Although teaming up might be required to make more mRNA, not just any team will work. By combining the capabilities of three companies, for example, Aldevron hopes to simplify and accelerate the production of any mRNA-based therapeutic. To do that, Howren says, “there has to really be a tight-knit relationship among team members, and that’s just what we have, which ultimately supports our clients to accelerate therapeutics to the clinic.”
Minimizing impurities
One key issue critical to mRNA manufacturing is the need to minimize impurities that end up in the product. Those impurities can even be mRNA—just not the desired mRNA.
According to Venkata Indurthi, PhD, chief scientific officer of Aldevron, “The next wave of mRNA in general will be longer mRNAs.” COVID-19 vaccines, for example, only targeted the spike protein of the virus. “When you look at more complicated diseases, you probably have to deliver more cargo,” Indurthi says, “and longer mRNAs can provide that.”

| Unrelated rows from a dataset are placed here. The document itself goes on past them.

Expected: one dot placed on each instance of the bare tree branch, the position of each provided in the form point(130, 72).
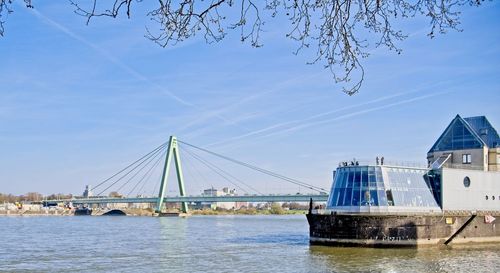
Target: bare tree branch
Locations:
point(340, 32)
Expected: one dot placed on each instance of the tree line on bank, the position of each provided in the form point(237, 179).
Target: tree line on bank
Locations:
point(31, 197)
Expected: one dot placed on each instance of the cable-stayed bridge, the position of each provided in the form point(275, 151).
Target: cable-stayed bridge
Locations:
point(135, 177)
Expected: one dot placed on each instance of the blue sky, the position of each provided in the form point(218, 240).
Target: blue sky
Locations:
point(79, 102)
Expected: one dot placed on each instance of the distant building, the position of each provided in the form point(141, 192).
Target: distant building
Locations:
point(226, 191)
point(87, 193)
point(467, 143)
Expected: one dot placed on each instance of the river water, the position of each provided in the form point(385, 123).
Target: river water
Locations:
point(207, 244)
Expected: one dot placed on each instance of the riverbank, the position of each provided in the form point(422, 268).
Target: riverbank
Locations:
point(148, 212)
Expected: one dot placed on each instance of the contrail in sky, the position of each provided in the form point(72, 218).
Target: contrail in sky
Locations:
point(109, 57)
point(300, 122)
point(302, 126)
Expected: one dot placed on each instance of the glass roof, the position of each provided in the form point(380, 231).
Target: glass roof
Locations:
point(380, 186)
point(485, 130)
point(458, 136)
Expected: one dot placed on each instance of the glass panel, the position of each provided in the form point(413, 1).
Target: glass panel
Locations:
point(347, 198)
point(373, 198)
point(355, 197)
point(357, 178)
point(333, 202)
point(409, 188)
point(382, 198)
point(365, 197)
point(340, 202)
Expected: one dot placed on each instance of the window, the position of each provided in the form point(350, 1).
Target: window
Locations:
point(466, 181)
point(466, 159)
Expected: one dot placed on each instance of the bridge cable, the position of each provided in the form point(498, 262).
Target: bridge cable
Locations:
point(135, 174)
point(106, 180)
point(140, 163)
point(147, 181)
point(148, 172)
point(214, 170)
point(225, 172)
point(291, 180)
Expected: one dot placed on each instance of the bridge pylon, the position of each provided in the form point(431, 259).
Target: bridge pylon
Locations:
point(173, 150)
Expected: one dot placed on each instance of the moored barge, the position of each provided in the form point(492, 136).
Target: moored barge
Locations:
point(455, 200)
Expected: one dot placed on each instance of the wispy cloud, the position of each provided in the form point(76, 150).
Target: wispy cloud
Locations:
point(306, 122)
point(134, 73)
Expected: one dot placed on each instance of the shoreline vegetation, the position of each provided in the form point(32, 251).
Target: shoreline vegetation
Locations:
point(148, 212)
point(273, 209)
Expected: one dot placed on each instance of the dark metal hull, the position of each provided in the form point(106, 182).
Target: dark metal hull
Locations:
point(402, 230)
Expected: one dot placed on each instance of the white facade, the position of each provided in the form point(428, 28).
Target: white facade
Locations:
point(483, 193)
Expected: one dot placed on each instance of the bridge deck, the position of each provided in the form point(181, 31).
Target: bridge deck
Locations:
point(177, 199)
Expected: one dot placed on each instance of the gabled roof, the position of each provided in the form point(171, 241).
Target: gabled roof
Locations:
point(465, 134)
point(485, 130)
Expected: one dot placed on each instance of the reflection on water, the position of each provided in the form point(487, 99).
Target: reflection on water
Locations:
point(480, 258)
point(207, 244)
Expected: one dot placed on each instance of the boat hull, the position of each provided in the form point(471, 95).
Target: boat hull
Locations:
point(402, 230)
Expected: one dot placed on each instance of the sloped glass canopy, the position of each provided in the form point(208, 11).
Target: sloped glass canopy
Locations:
point(380, 186)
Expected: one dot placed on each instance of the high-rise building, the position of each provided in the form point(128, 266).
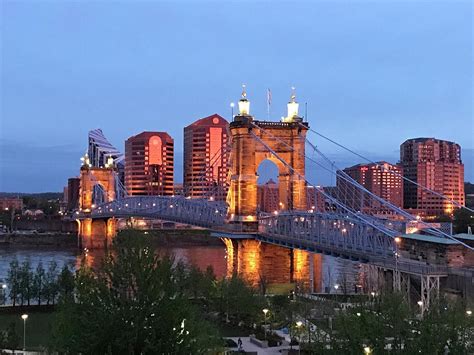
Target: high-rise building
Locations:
point(100, 150)
point(435, 164)
point(149, 164)
point(382, 179)
point(8, 203)
point(206, 157)
point(268, 197)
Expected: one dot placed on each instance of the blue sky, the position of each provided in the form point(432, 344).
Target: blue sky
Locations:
point(373, 74)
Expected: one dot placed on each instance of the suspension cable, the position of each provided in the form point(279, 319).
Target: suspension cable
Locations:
point(304, 156)
point(384, 230)
point(457, 204)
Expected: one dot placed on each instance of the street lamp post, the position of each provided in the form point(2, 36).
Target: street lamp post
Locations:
point(24, 317)
point(265, 311)
point(422, 307)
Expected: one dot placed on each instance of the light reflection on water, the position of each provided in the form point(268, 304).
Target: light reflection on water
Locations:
point(333, 270)
point(199, 256)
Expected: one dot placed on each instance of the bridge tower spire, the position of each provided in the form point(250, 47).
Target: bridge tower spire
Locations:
point(247, 155)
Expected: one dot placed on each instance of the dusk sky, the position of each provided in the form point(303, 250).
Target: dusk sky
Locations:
point(373, 74)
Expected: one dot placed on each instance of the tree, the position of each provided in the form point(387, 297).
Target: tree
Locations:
point(133, 304)
point(26, 282)
point(13, 280)
point(12, 340)
point(51, 283)
point(66, 282)
point(39, 280)
point(238, 301)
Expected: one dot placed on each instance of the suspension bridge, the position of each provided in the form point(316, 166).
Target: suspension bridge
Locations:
point(335, 226)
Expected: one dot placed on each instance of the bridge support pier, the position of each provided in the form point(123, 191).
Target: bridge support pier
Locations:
point(96, 233)
point(429, 291)
point(401, 283)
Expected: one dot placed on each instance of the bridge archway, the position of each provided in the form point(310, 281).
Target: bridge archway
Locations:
point(255, 141)
point(96, 182)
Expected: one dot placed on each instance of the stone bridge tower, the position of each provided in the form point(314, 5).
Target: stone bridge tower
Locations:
point(95, 233)
point(247, 154)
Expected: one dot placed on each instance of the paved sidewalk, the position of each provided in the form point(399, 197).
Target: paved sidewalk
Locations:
point(248, 346)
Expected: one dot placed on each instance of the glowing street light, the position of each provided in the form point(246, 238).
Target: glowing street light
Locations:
point(299, 324)
point(265, 311)
point(24, 317)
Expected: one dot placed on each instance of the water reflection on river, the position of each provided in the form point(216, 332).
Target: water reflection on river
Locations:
point(332, 270)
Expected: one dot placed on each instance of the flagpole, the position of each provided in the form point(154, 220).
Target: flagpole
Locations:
point(269, 98)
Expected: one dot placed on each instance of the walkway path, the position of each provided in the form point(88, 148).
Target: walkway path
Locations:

Making longer mRNAs, though, spawns more upstream and downstream challenges. First, 20-30% of the longer mRNAs produced won’t be full length with most current techniques. Second, the complex secondary structure of longer mRNAs reduces their binding capacity in downstream filtration, which makes it more complicated to remove impurities, including partial-length mRNAs. Indurthi adds that longer mRNAs are more sensitive to temperature and organic solvents, which are commonly used to remove impurities.
In some cases, the dose of the mRNA could simplify the impurity problem. The name of saRNA explains its main benefit—it reproduces itself once administered as a therapy. “In theory, your doses can be 50 to 100 times less,” says Indurthi, “and that means less impurities, because a lot of impurities are diluted out.”
Overall, producing the highest quality mRNA depends on a combination of upstream and downstream processes. Aldevron, for example, produces mRNA through in vitro transcription (IVT).
“For the mRNA IVT reaction, we aim to offer reaction methods and protocols which serve to generate fewer by-product impurities, and if you are unable to alleviate these by-products, then utilize appropriate post-reaction purification methods and procedures to remove any impurities,” says Todd Howren, PhD, vice president, RNA at Aldevron. “You can attack the impurity challenge from two different approaches, and we’re focusing on both.”
The actual approach to downstream purification is usually proprietary, but it often requires processes, such as high-performance liquid chromatography (HPLC), that are hard to scale. That’s an issue that many companies hope to resolve.